Die zeitliche Dimension wird bei Bäumen immer eine Rolle spielen. „Wow, ist der dick!“
„Wie alt ist der wohl?“ und „Wie kann ich das prüfen?“ sind Fragen, die immer wieder
aufkommen und nach Antworten verlangen. Beim Sägen von Baumscheiben oder beim
Betrachten von Holzpoltern finden sich Antworten.
Beim Sortieren und Umsortieren kann die Eigenaktivität tatsächlich auch zur
Selbstständigkeit werden. Autonomie, im Sinne von selbstständigen Entscheidungen der
Teilnehmenden ist erst in echten Projektansätzen möglich. Bei der Erstellung der
Baumbiografien, beginnend im Wald und beendet im Klassenzimmer, können die
Teilnehmenden sehr autonom agieren – sofern die Lehrenden dieses zulassen und dazu
anregen.
Partizipation kann sich auch darin ausdrücken, dass zielführende Ideen von Teilnehmenden
aufgegriffen und erprobt werden. Leitende sind mit einer sehr hohen Flexibilität gefordert.
Kinder können insbesondere in Projektphasen einmal Leitfunktion bekommen.

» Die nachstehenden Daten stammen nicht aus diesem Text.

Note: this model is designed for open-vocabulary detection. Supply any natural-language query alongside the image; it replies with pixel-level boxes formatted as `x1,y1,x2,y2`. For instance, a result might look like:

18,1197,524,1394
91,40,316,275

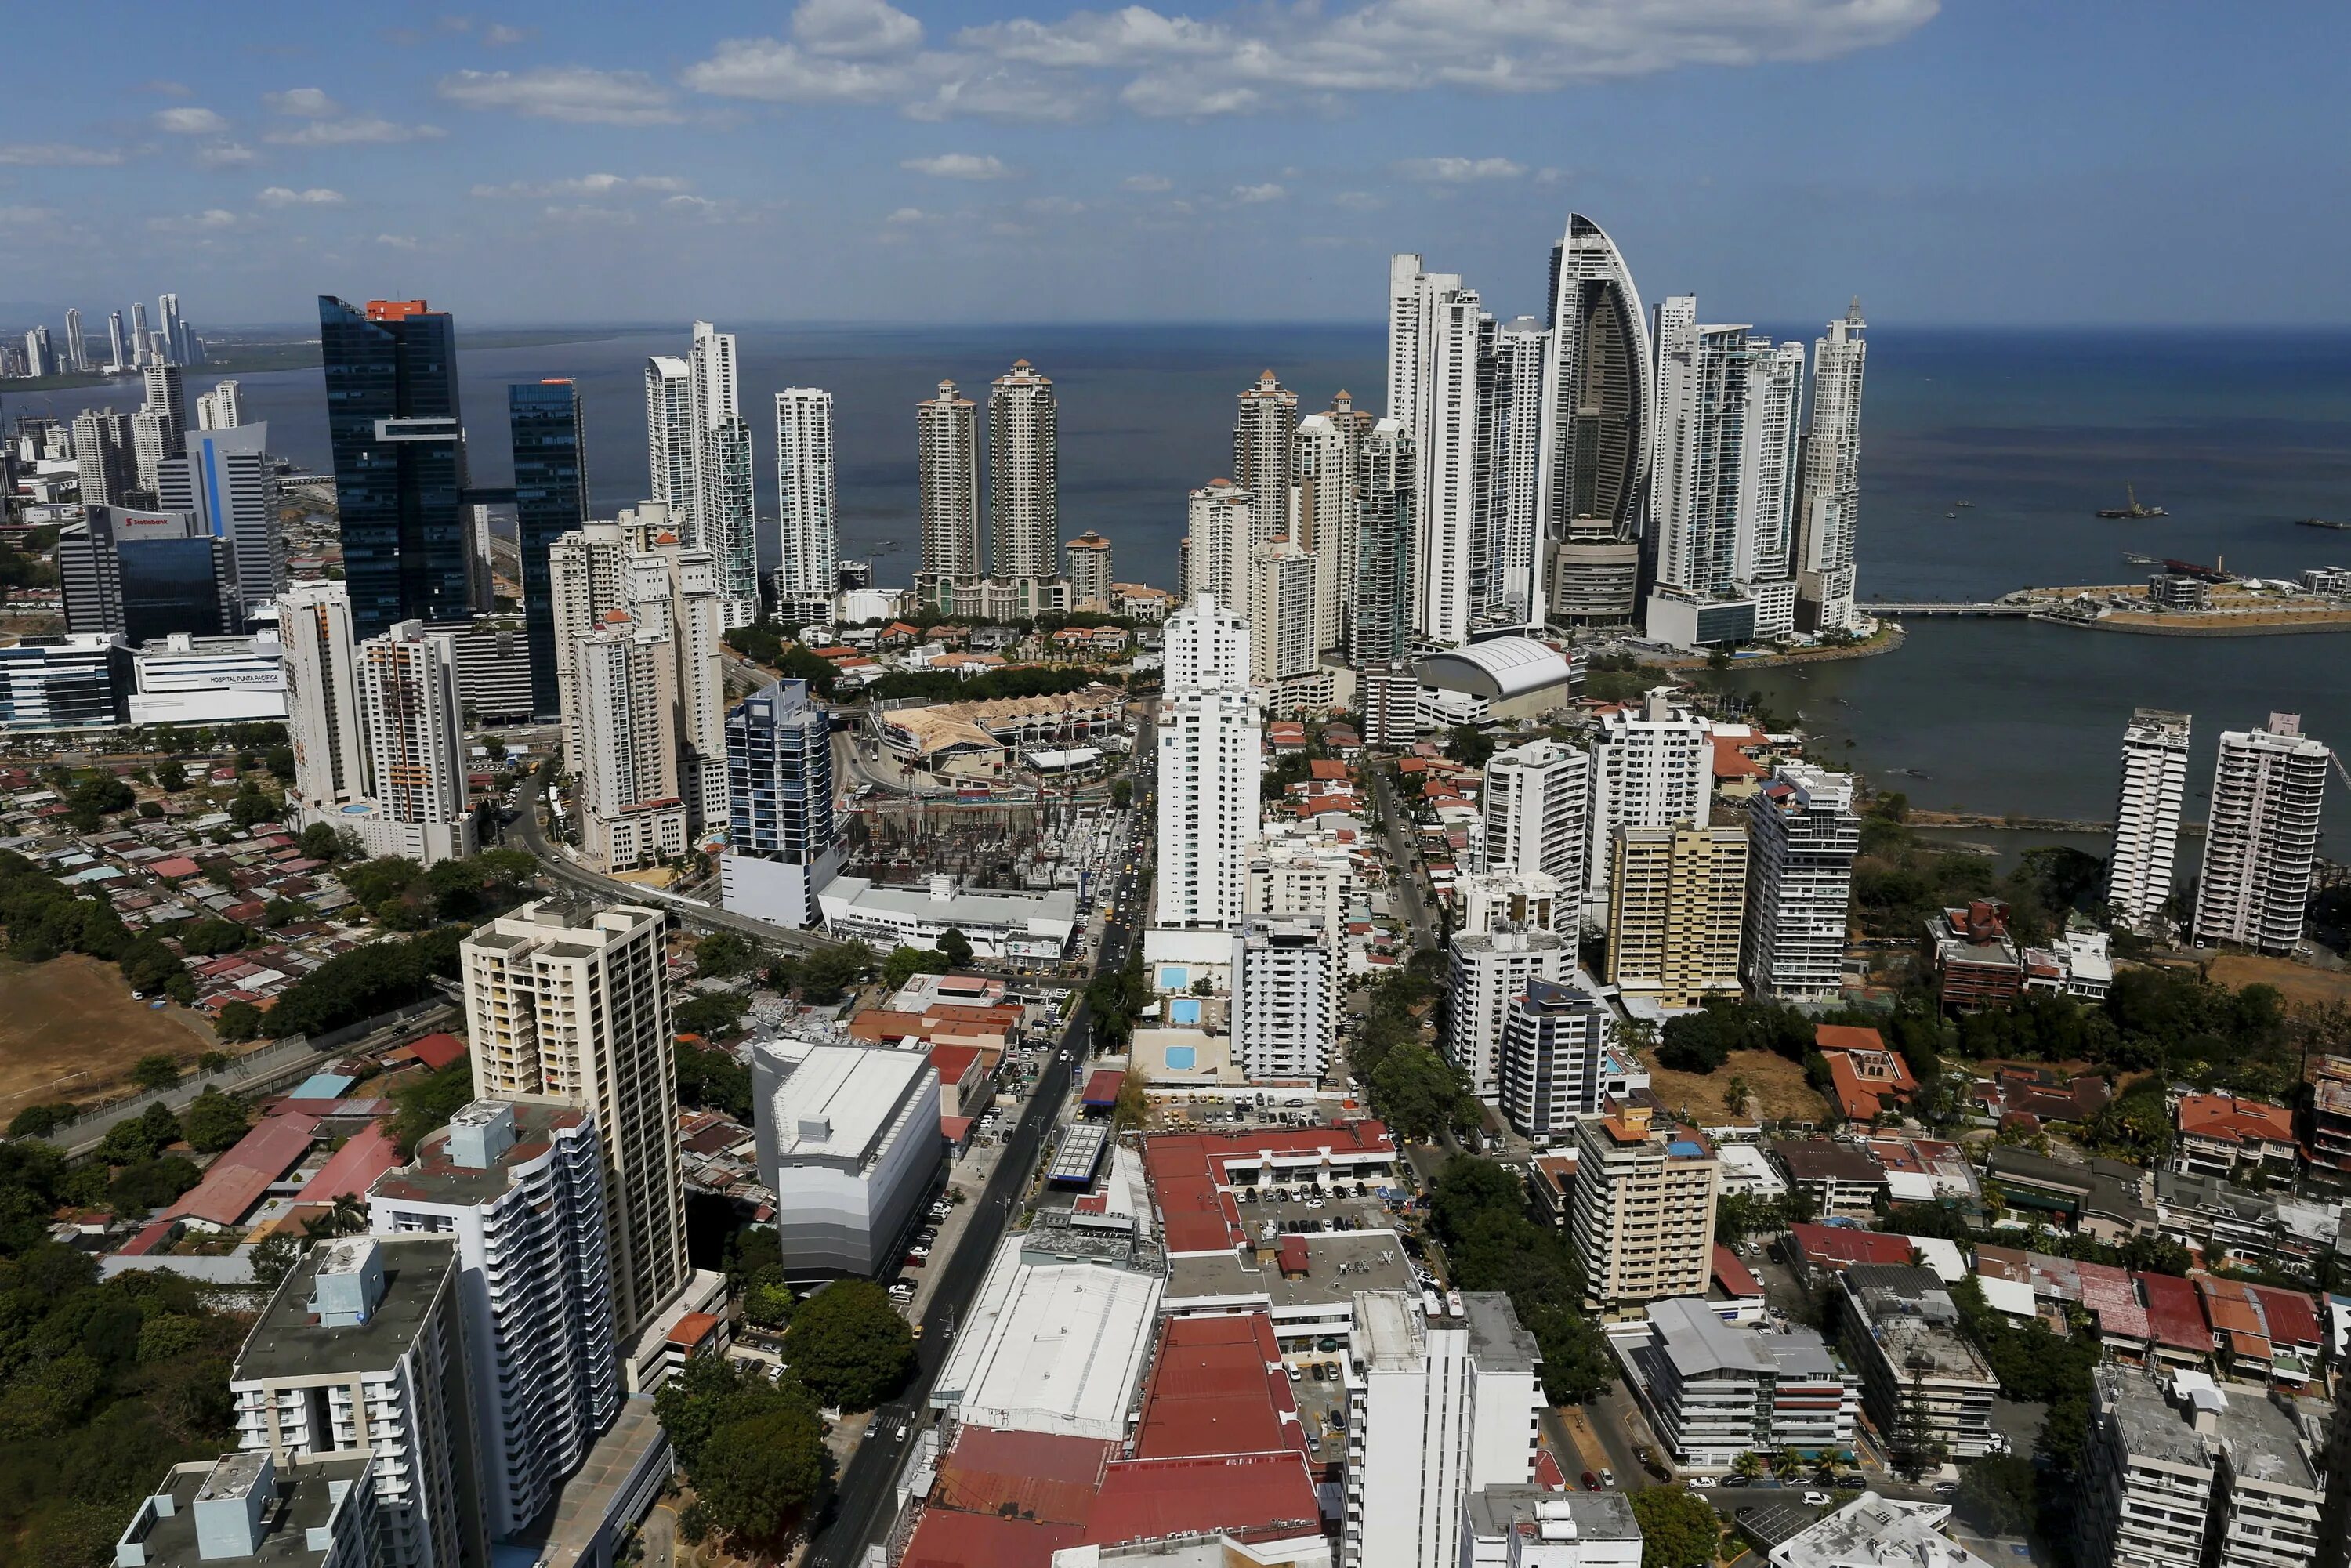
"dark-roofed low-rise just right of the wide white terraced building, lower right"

Gestaltungskompetenzen werden durchaus auch gefördert. Kooperation und interdisziplinäres
Handeln sind gefragt. Verständigung und Planung ist in und zwischen den Arbeitsgruppen für
eine Ausstellung erforderlich. Leitbilder werden wohl eher nicht reflektiert und
transkulturelles Lernen wird höchstens zwischen den Teilnehmenden möglich. Einfühlsames
Handeln in Bezug auf die Natur kann sehr wohl geübt werden. Beim Sammeln von Blättern
und Früchten oder vielleicht auch beim Durchforstungsspiel (Bd. II, Kap.8.6) sind
Fachkenntnisse und Teamarbeit erforderlich.
Vorausschauend gedacht wird auch im Zusammenhang mit der Ausstellungsplanung und der
Veröffentlichung. Die ökonomische Dimension bleibt außen vor, wenn nicht eine
Vermarktung von Produkten (Herstellung eines Ausstellungsführers, Verkaufsprodukte aus
Holz usw.) Projektbestandteil wird. Ökonomische Verwertbarkeit der Bäume in der
Ausstellung zu benennen, erfüllt dieses Kriterium sicherlich noch nicht. Es ist sicherlich nahe
liegend die ökologischen und sozialen Dimensionen zu bearbeiten.